Dealing With Depression
Here comes the time when many turn their backs on the person who has just snubbed them, leaving the unfortunate to "stew in their own juice." All too often, this self-centred attitude drives them even deeper into depression because they feel abandoned by the friend they thought could help. They did try to ask, but mood and circumstances caused the words to come out in a way that wasn't intended. The fact that the outburst was taken the wrong way wasn't their fault - they were confused, troubled and more than a little frightened of what seemed to be happening to them, a progressive illness that they couldn't explain, not to themselves or anyone else. In their eyes, no-one cares, not about their state of mind, nor the problems making them feel the way they do. A singular incident like this can trigger a paranoid defensive reaction targeting all and sundry. Every friend looks increasingly like an enemy, and strangers are viewed with suspicion as co-conspirators. Although irrelevant to the rest of us, they can regard isolated events occurring on the other side of the world as personal attacks. It sounds irrational. It is, but it is understandable - the original clear-thinking person who only had a few problems has graduated to become a patient in need of psychiatric treatment; all thanks to the thoughtless act of someone who didn't realise how serious the situation was soon to become.
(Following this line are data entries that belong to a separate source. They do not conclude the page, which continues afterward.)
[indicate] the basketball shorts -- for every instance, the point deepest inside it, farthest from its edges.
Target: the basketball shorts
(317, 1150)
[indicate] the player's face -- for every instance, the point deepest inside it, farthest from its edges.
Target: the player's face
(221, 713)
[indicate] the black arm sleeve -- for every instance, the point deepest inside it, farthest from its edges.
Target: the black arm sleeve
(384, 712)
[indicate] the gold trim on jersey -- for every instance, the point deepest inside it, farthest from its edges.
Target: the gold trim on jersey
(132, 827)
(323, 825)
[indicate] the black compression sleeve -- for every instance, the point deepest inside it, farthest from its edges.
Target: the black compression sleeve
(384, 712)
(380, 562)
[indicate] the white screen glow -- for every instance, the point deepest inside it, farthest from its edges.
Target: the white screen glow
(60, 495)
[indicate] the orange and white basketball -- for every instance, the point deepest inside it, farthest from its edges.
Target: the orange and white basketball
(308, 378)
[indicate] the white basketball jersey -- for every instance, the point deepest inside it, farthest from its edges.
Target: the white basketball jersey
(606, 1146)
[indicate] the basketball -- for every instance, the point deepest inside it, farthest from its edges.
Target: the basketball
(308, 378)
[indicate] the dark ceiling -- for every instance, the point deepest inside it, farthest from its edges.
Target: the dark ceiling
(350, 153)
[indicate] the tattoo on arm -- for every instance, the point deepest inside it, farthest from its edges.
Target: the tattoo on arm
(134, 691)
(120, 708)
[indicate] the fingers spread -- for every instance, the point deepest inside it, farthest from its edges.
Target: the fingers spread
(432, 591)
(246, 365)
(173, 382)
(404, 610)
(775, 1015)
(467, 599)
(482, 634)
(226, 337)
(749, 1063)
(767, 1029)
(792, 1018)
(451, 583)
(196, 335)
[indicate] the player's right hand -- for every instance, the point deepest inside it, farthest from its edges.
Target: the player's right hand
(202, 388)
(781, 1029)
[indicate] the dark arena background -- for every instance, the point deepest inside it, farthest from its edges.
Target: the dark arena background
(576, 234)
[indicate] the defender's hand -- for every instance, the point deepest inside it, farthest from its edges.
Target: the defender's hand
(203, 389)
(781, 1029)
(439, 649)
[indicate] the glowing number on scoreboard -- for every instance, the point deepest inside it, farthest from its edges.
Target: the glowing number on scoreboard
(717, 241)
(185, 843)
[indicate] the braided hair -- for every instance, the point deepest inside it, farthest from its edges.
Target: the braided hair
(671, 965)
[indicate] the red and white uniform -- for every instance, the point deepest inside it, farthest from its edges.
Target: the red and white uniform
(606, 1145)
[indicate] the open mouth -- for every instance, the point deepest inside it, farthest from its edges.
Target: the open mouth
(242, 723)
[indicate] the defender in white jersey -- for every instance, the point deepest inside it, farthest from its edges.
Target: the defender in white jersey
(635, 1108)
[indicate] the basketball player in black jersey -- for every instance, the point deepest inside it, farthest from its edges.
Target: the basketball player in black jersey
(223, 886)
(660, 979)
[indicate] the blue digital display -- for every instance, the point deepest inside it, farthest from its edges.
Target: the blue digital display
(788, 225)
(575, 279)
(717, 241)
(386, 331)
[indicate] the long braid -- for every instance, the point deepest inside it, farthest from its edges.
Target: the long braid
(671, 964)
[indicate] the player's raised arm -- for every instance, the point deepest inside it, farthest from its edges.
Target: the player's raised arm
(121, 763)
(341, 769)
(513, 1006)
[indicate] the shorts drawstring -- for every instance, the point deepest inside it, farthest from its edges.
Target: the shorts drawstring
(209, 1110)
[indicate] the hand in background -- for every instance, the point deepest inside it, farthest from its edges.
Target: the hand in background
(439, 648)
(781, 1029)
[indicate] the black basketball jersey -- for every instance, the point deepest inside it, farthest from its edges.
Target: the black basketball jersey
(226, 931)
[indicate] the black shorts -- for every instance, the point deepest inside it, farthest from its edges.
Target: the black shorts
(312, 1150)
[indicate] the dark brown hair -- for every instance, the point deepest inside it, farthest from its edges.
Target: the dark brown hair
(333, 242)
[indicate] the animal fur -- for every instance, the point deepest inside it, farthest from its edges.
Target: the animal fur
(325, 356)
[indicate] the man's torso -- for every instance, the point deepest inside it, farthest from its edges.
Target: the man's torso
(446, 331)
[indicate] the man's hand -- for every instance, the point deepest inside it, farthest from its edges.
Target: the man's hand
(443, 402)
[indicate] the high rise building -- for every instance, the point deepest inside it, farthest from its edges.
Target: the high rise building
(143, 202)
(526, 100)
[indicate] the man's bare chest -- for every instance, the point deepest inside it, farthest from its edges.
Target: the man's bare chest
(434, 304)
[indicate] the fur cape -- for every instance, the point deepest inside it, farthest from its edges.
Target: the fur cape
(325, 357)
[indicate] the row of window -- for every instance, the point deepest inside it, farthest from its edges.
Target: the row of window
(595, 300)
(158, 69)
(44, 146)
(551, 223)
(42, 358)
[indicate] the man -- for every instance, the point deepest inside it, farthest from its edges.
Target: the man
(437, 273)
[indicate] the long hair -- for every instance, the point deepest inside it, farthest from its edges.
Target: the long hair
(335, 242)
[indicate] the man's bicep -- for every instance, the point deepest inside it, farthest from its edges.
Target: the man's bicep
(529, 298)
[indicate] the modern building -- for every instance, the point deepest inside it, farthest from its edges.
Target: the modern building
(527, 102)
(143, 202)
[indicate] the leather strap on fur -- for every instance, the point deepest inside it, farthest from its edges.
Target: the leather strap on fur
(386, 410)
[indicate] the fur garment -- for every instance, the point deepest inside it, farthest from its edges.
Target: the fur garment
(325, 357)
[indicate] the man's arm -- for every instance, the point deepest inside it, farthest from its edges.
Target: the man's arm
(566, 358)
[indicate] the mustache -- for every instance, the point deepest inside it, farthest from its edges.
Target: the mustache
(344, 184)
It may be possible to coax them into visiting a doctor, especially if they are displaying clinical conditions such as dermatitis, digestive problems, migraine, or insomnia. In the main, these are ailments which can be treated to help alleviate some of the side-effects of anxiety and depression; but a few pills and creams won't fix the major problem. Assuming the doctor recognises the underlying cause, a referral to a specialist is likely to be the next step. Though probably advisable, this suggestion could actually make matters worse. For the patient, the mere mention of psychiatry can have them believing they are going insane, as they suspected they were. Now is the time when the support of those around them is essential, to allay their fears and reassure them that the expert they will be going to see is their best chance of recovery. They also need convincing that everyone will continue to be there for them, through thick and thin; and this assurance has to be more than just empty words. The last thing they need to discover is that friends and family are beginning to distance themselves.
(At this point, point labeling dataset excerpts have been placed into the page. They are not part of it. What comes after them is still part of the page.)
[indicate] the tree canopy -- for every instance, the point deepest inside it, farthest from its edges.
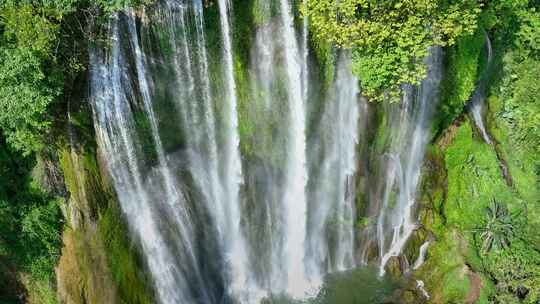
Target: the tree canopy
(390, 38)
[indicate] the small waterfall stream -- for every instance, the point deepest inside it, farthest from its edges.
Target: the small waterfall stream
(396, 220)
(238, 179)
(476, 104)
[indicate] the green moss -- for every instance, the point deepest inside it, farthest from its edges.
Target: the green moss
(123, 260)
(474, 179)
(461, 74)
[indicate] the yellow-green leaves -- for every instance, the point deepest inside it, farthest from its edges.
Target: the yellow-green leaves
(390, 38)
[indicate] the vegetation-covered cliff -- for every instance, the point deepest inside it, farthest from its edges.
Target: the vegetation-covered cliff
(67, 234)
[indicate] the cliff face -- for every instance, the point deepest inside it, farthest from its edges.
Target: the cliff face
(99, 264)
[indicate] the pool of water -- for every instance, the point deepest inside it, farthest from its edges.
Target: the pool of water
(359, 286)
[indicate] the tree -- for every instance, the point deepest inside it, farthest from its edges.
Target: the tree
(390, 39)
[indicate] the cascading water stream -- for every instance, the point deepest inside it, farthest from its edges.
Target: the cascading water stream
(332, 200)
(478, 98)
(167, 119)
(114, 120)
(237, 256)
(396, 221)
(294, 197)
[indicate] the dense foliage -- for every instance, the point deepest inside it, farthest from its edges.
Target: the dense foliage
(42, 51)
(390, 39)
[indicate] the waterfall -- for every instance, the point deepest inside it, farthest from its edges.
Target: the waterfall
(421, 255)
(294, 197)
(114, 121)
(476, 104)
(396, 220)
(332, 200)
(238, 190)
(232, 173)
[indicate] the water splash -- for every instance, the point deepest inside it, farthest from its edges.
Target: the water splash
(396, 221)
(476, 105)
(332, 200)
This can happen when a patient agrees to visit a psychiatrist. For their close associates, apart from feeling uncomfortable in the presence of someone who is "not quite right in the head", there is a danger in assuming that everything will be okay now that treatment is going to be specific and customised. Some may even regard their job as done, especially those who were instrumental in steering the patient towards a mental health specialist in the first place. The reality of the situation is far from it. Anyone not admitted as an in-patient to a clinic will need even more support, in particular the continuing kind; and it won't be easy.
Drugs of various types will be trialed to control such things as anxiety, sleep patterns and other behavioural abnormalities. Ideally, administration of these should be monitored by another party, especially if the patient is believed to have a tendency towards self-harm. Even if not, it must be remembered that they are confused and can't be relied on to take what is necessary, when it must be taken. Unless advised by the specialist who prescribed them, there is no leeway. A patient may feel "better" and not really in need of their bedtime pill; the carer might agree; neither can make that decision. Medication must be taken exactly as directed by the doctors - otherwise they can't know if it is having the desired effect, or if it needs changing. Should there be an unexpected adverse reaction to a particular medication, this fact should be reported immediately to the specialist before administering it again, or discontinuing it altogether.
Psychiatrists are the target of many jokes, so too people suffering from mental illness; but this is definitely no laughing matter. Friends trying to make light of the situation in the hope that humour will lift the mood of a patient are playing with fire. This is saying: "Come on, join in the fun." Such action, albeit well-meant, is more likely to bring tears than happiness. How can sufferers of depression enjoy themselves when they can't remember how? Seeing others clowning and laughing just reinforces the distance between the dismal place they find themselves in and the cheerful one they may never visit again. In these cases, actions and words speak very loudly indeed. Any approach should be gentle and pre-considered, tone of voice normal, subjects mentioned neither invasive nor confrontational. A patient's response to these and other stimuli will be a guide to what is and is not appropriate; but it may only apply to a particular moment: a change of circumstances or exposure to fresh information can produce an unexpected, perhaps seemingly alien reaction. A photograph, a casual comment, glimpsing a TV show or news report, hearing a sound outside like squealing tyres, any of these can trigger an instant replay of a past incident which has contributed to their current state of mind. Quizzing them on a sudden bad reaction should be left to the professionals; the job of carers is to offer words and deeds that comfort and reassure. Patients need to know that the world they thought was lost forever is still there and is ready to welcome them back without obligation.